The current exhibition in the North gallery room of the Klein Sun Gallery is called “The Simple Line”. The show features the work of Beijing artist Gao Rong. Each of Gao Rong’s installation pieces is based on a circular hoop framework. Threads are stretched across the circle from evenly placed locations around the circumference. Although the basis of her subject matter is circular, through careful placement of the threads Gao Rong is able to create geometric arrangements featuring straight lines and angles.
This work contains a square grid of nine squares with the center square darkened with the overlapping of many lines of thread. this work at first appears to have two axis of reflection symmetry but this is only superficial. Upon closer inspection we see that some of the corners of the of the squares are much darker than others and taking that into consideration there is an order-2 rotational symmetry.

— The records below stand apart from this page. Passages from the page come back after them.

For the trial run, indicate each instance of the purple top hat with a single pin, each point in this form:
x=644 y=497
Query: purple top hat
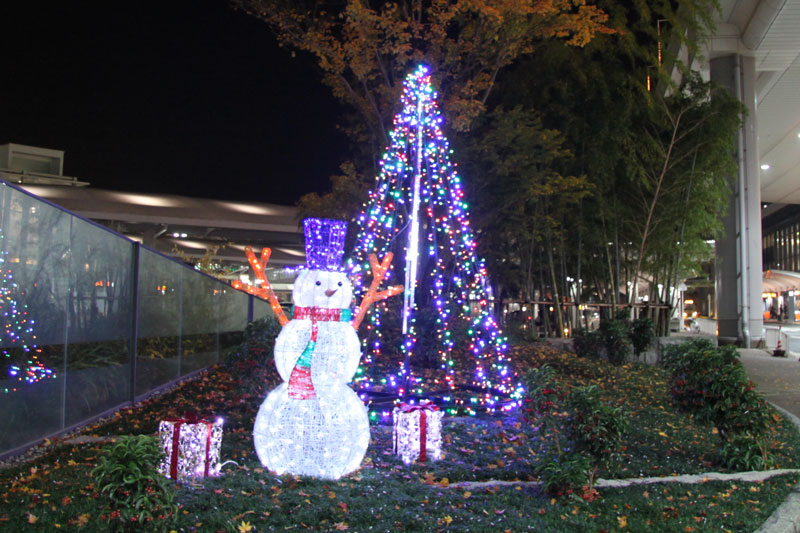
x=324 y=243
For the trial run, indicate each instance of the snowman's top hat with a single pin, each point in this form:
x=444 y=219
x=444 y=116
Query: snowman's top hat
x=324 y=243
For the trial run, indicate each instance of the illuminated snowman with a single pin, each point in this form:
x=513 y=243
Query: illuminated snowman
x=314 y=424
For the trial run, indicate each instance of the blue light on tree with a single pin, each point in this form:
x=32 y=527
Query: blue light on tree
x=417 y=210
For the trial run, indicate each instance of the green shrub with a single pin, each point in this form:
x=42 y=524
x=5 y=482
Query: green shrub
x=595 y=428
x=615 y=340
x=746 y=452
x=642 y=335
x=137 y=493
x=258 y=342
x=587 y=343
x=563 y=473
x=712 y=385
x=543 y=402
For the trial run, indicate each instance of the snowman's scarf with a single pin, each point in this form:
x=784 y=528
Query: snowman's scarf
x=300 y=385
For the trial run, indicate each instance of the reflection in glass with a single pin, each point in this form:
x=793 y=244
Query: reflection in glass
x=159 y=327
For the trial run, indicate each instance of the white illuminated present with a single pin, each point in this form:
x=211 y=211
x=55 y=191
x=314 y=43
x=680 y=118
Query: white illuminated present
x=191 y=447
x=417 y=432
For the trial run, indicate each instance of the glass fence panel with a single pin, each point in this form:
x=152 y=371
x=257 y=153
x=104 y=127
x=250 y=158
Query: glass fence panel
x=159 y=327
x=35 y=254
x=199 y=328
x=98 y=322
x=66 y=298
x=232 y=319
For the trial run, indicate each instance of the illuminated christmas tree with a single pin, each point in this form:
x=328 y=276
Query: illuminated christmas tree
x=417 y=211
x=20 y=355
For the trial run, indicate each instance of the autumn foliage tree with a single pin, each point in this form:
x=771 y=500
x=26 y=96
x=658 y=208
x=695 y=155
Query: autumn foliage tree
x=365 y=49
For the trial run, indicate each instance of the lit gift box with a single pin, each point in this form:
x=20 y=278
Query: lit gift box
x=418 y=432
x=191 y=446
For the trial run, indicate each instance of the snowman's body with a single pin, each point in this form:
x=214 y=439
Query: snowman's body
x=322 y=433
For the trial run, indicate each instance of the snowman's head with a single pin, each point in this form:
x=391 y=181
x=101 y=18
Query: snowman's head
x=322 y=288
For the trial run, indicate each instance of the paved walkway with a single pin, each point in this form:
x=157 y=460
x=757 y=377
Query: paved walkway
x=777 y=378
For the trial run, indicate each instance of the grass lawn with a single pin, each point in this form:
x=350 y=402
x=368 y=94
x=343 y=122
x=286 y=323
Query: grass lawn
x=56 y=490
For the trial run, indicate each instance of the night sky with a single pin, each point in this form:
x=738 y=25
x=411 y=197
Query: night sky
x=184 y=97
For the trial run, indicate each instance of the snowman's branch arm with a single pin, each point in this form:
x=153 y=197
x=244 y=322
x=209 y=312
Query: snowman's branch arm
x=265 y=291
x=378 y=272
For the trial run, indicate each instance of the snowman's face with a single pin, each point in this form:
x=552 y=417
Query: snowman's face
x=320 y=288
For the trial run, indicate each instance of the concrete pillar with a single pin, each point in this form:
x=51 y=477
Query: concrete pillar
x=738 y=261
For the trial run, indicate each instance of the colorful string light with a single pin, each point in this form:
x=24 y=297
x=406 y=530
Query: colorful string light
x=418 y=203
x=18 y=331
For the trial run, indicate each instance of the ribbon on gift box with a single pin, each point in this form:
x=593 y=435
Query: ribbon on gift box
x=423 y=408
x=189 y=417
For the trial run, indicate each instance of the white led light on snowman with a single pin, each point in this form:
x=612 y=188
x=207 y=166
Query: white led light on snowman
x=314 y=424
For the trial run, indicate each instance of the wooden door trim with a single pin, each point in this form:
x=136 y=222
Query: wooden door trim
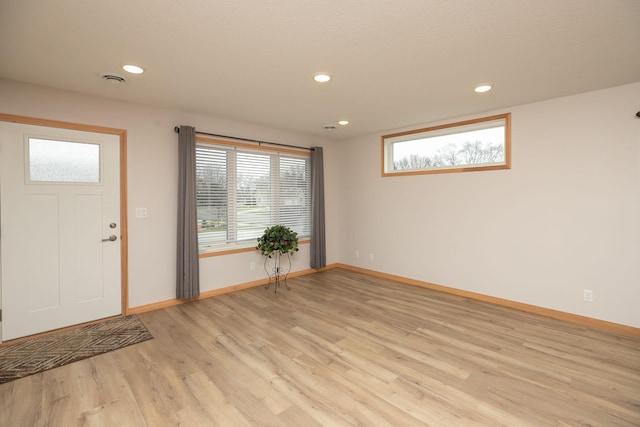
x=122 y=133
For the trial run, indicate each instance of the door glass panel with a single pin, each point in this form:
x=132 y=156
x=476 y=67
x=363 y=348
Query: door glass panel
x=63 y=161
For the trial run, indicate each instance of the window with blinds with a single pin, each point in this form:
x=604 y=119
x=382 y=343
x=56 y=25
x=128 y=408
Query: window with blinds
x=242 y=191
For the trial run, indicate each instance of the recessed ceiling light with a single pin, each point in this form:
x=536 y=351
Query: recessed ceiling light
x=322 y=77
x=483 y=88
x=133 y=69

The next work is based on triangles. Starting at the bottom with single unit isosceles triangle, then moving up the structure, this single unit is overlapped by a triangle with a base twice as long. The next overlapping triangle has a base three times the length of the initial triangle Each subsequent triangle gets larger but also lighter in color. The shape seems to fade into the top of the circular frame.
There are two sets of theoretical juxtapositions in Gao Rong’s work. First and most is obviously the fact that the work illustrates linear structures within a curvilinear environment. Second, there is also the social statement of the use of colored thread, traditionally seen in women’s decorative needle work, to create very structured geometric diagrams that are heavily influenced by Mathematics.